When determining whether or not to self-manage a property, weighing the pros and cons is vital. You may be ready to own and manage a property or you’re simply thinking about it – either way, knowing the risks involved is a good place to start. One of the major reasons why landlords choose to go with property managers is because of their expertise and connections.
As a landlord choosing to self-manage, the onus is on you. From finding tenants to making sure that all legal obligations are followed, the ball is in your court.
Landlords who hire a property manager, while being informed of issues, don’t have to single handedly manage situations. That is why, when deciding to self-manage or not, it’s important to calculate the risks involved.
Here are the top 5 risks of self-managing a property:
Professional property managers are afforded access to databases which sees them able to look at a large pool of tenants. On top of that, property managers have access to thorough screening means, which can weed out applicants that are simply not suitable for the property right off the bat.
While a private landlord can place ads in the local newspaper and online, the prospective pool of tenants is smaller, therefore the potential to find the right tenant is also smaller.
Placing the right tenants
Many tenants who look for private ads that don’t involve a real estate agent generally don’t have the best rental history. Because these prospective tenants understand the rental process, they opt for private listings to avoid background checks that could turn up unsavoury information.

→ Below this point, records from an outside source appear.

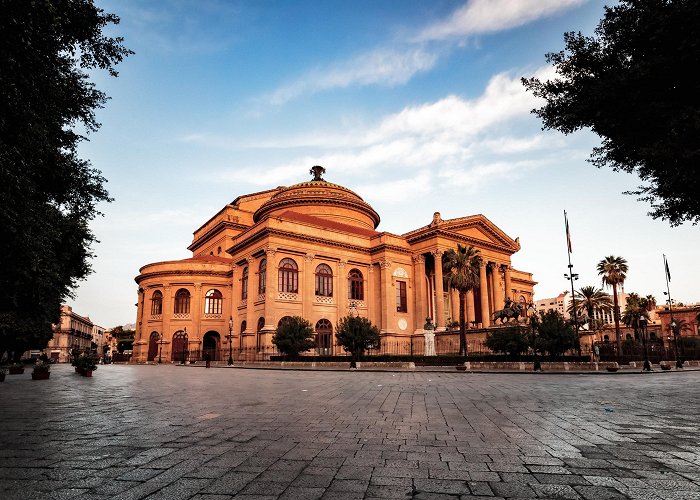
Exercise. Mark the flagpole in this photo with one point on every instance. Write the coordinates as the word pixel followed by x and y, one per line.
pixel 667 275
pixel 571 276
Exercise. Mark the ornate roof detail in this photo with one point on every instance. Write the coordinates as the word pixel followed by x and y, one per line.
pixel 316 192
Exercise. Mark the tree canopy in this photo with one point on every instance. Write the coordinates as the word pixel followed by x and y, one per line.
pixel 294 335
pixel 48 194
pixel 356 335
pixel 555 335
pixel 461 269
pixel 631 85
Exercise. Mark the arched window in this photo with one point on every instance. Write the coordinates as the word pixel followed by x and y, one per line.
pixel 262 276
pixel 523 306
pixel 182 301
pixel 153 346
pixel 357 285
pixel 282 320
pixel 157 303
pixel 179 347
pixel 259 333
pixel 324 336
pixel 324 280
pixel 244 284
pixel 213 302
pixel 288 276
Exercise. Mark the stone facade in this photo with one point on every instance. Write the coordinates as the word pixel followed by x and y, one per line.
pixel 312 250
pixel 72 332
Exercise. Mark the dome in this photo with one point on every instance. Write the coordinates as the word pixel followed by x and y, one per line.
pixel 321 199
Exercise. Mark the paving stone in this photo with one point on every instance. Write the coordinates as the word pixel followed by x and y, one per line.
pixel 254 434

As most private landlords are not privy to the same information as property managers, they have to take applicants on their word because they usually cannot access information that may prove otherwise.
Additionally, with private landlords, in most cases self-managing a property won’t be their only job. As such, they simply do not have the time to comb through references and applications checking for inconsistencies or information that turns up red flags.

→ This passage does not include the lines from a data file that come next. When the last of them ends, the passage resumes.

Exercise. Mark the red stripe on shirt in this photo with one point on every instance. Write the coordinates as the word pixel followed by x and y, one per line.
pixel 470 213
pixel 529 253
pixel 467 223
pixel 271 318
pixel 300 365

Without access to the most accurate information, private landlords are forced to make decisions based on instinct, and this can prove costly down the track if the wrong tenants are chosen and the rent goes unpaid or the condition of the property drastically decreases.
A private landlord might forgo formalities in favour of keeping the relationship between themselves and their tenant friendly. Because the landlord will be managing the property, they feel the need to keep their contact with all tenants friendly to avoid any awkwardness over power dynamics.
As such, this blurring of the boundaries between tenant / landlord / friends results in private landlords either not using a legally enforceable contract or using an incorrect lease document because of inexperience.
When a landlord feels that they can trust the tenant, things fall through the cracks and documents such as inventory lists or sign-out sheets for keys are often left untouched. While this may not seem like an issue in the beginning, if something was to go wrong, the landlord has no one to blame but themselves for not protecting themselves with the right documentation.
Failing to protect your asset and its income
Knowing the laws is one aspect of protecting your asset, while taking thorough written condition reports as well as lots of photos is another way to protect both the asset and its income.
By taking steps to ensure that the property is in good working condition, as well as documenting both visually and verbally what the property looked like before the tenant moved in, the risk of disputes down the line lessens.
Most private landlords however do not go to this extent, and some even forego their right to inspect the property. Thus, in the event of damage it will be the landlord’s responsibility to cover the associated expenses because there is no proof that the tenants didn’t inherit the damage when they moved in.
Higher than expected expenses
Buying the right property in the right location will determine how profitable the investment will be. It is important to remember that as an investor, you aren’t buying the home of your dreams. That being said, you still need to purchase a property that people will want to live in.
Buying an investment property that is dilapidated but in a good area will have you spending exorbitant amounts on maintenance and upgrades in order to make the house livable. This is a risk because, after spending all of that money on an upgrade, a tenant may not fall in love with the property until months down the track, as one example. Then you are in a situation where the investment property is actually costing you money rather than being a money earner.
In this scenario, a property manager could have been of assistance by advising on properties and locations to buy in, as well as devising a prospective expenses document so that there were no surprises when the renovations bill arrived.